According to a survey of 6,000 consumers across six countries, from consumer engagement software developer Pegasystems, Brits are comfortable with the idea of companies using personal data to provide better customer service. They are most comfortable with AI being used to personalise online retail offers, followed by aiding a doctor to make better diagnoses and offering financial services advice. Meanwhile, the government’s use of AI to improve citizens’ services ranked bottom, below even a car salesman.
29 per cent of Brits agree that AI has the potential to improve customer service, compared to the 23 per cent that disagree. The British appreciation of AI’s potential, however, falls far behind other nations. 44 per cent of French respondents agreed with AI’s potential, while 42 per cent felt the same in the Netherlands.

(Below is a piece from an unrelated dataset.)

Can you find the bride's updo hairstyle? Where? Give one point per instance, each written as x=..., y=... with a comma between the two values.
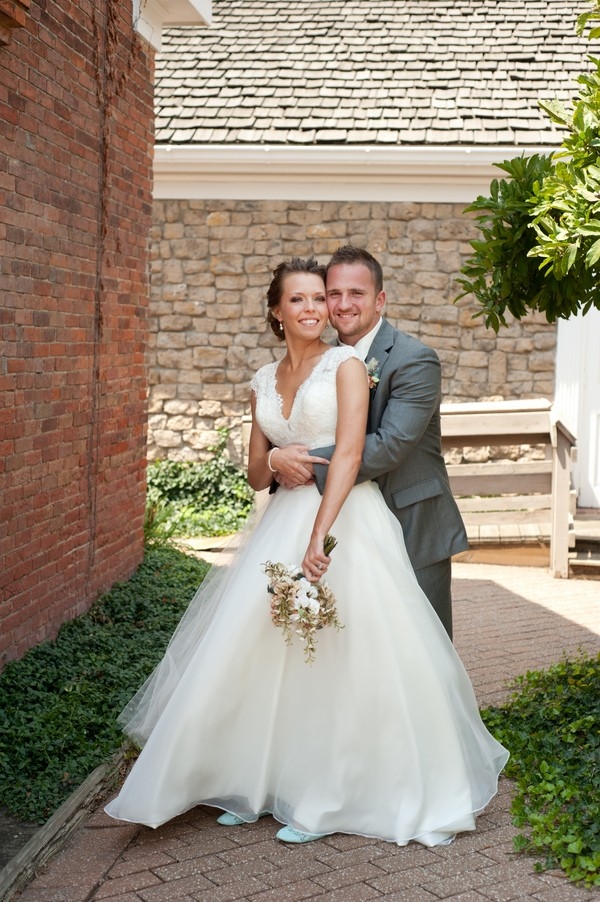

“Although consumers have expressed some scepticism about the hype about AI, we believe British consumers and citizens can be won over when they understand how AI is humanising rather than mechanising how businesses interact with them,” said Rob Walker, VP of decisioning and analytics at Pegasystems. “AI has a future in customer service. In fact, it is already being used to streamline processes and personalise services daily for a number of leading global organisations.”
The research also found that only 16 per cent of Brits would allow businesses in-depth personal data about themselves to ensure they receive better customer service. Meanwhile, 77 per cent said they would want to know they’re talking with a human when using a live online chat – only eight per cent said an online chat with a bot would be fine. Furthermore, 33 per cent were anxious that AI-based customer service would never know them, and their preferences, as well as a human being would.
“This research tells us that although consumers are ready to embrace AI if they can see tangible outcomes and benefits, many of their existing perceptions and experiences of customer service AI are fragmented, which can result in disconnected experiences,” said Walker “Organisations must put the onus on technology that unifies how AI is run, for example an always-on central ‘brain’ that functions across different lines of business, channels, systems, and data. This ensures customers get consistent treatment, and the best treatment from AI-powered functions, no matter how they interact with your organisation.”